At the age of 25, three years after she had come to work for them, Lydia Delectorskaya agreed to let the artist make her the subject of many of his paintings. Portrait of Lydia Delectorskaya by Henri Matisse is his later painting of Lydia, following on from the earlier Young Woman in a Blue Blouse, and captures the passage of time that has taken its toll on Mme Delectorskaya.
In his earlier works with Lydia as his muse, Matisse paints her as open faced, calm and serene, her blonde hair neatly styled, her lips rose red. Now in Portrait of Lydia Delectorskaya by Henri Matisse, the viewer can note straightaway the harsh line that runs down the centre of her face; one side blue, the other yellow. Whilst Young Woman in a Blue Blouse depicts a female subject with a sense of reality, Portrait of Lydia Delectorskaya by Henri Matisse completely gives itself over to the Expressionist movement, depicting a woman who is both tangibly real with recognisable features, yet also mysterious and otherworldly, with the odd clashing colours of her face and hair.

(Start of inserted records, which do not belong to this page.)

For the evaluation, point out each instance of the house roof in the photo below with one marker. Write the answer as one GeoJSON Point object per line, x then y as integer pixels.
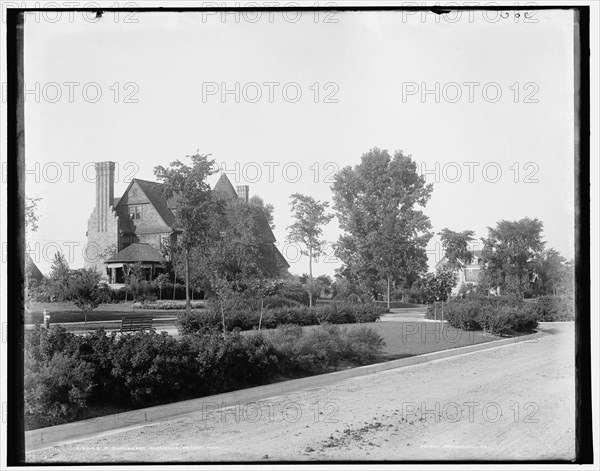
{"type": "Point", "coordinates": [32, 269]}
{"type": "Point", "coordinates": [137, 252]}
{"type": "Point", "coordinates": [153, 190]}
{"type": "Point", "coordinates": [224, 186]}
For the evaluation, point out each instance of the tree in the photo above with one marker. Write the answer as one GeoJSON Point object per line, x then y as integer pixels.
{"type": "Point", "coordinates": [83, 290]}
{"type": "Point", "coordinates": [307, 230]}
{"type": "Point", "coordinates": [162, 281]}
{"type": "Point", "coordinates": [510, 254]}
{"type": "Point", "coordinates": [172, 259]}
{"type": "Point", "coordinates": [197, 206]}
{"type": "Point", "coordinates": [554, 274]}
{"type": "Point", "coordinates": [31, 216]}
{"type": "Point", "coordinates": [456, 247]}
{"type": "Point", "coordinates": [385, 235]}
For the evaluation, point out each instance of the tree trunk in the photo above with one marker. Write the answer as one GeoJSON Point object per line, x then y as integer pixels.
{"type": "Point", "coordinates": [261, 309]}
{"type": "Point", "coordinates": [223, 318]}
{"type": "Point", "coordinates": [388, 292]}
{"type": "Point", "coordinates": [188, 306]}
{"type": "Point", "coordinates": [310, 277]}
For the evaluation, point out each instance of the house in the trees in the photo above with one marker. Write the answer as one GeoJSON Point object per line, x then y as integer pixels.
{"type": "Point", "coordinates": [135, 227]}
{"type": "Point", "coordinates": [467, 273]}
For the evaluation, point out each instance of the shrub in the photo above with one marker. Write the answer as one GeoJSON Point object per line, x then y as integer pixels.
{"type": "Point", "coordinates": [168, 304]}
{"type": "Point", "coordinates": [499, 316]}
{"type": "Point", "coordinates": [65, 373]}
{"type": "Point", "coordinates": [555, 308]}
{"type": "Point", "coordinates": [111, 296]}
{"type": "Point", "coordinates": [314, 351]}
{"type": "Point", "coordinates": [244, 315]}
{"type": "Point", "coordinates": [294, 292]}
{"type": "Point", "coordinates": [57, 383]}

Many critics have wondered if the two sides of her face are painted in opposite colours in order to depict the struggle of human nature. The yellow side is positive and sunlit, the blue side dark and depressive. The clever combination of both the blue and yellow of course is why her hair is green, showing that both sides of the soul are integral to the human experience, as one cannot exist without the other.
Portrait of Lydia Delectorskaya by Henri Matisse is deceptively simplistic, with each colour choice and line of her face telling the story of her past and the important role she played in the life of the artist. Indeed, despite their not having a sexual affair, his wife still viewed Lydia as allowing Matisse to artistically cheat on her by creating Delectorskaya as his muse. Indeed, Lydia stayed with Matisse even up until his death, forming the final subject matter of Matisse's last work. Portrait of Lydia Delectorskaya by Henri Matisse can currently be seen on display in the State Hermitage Museum, Russia.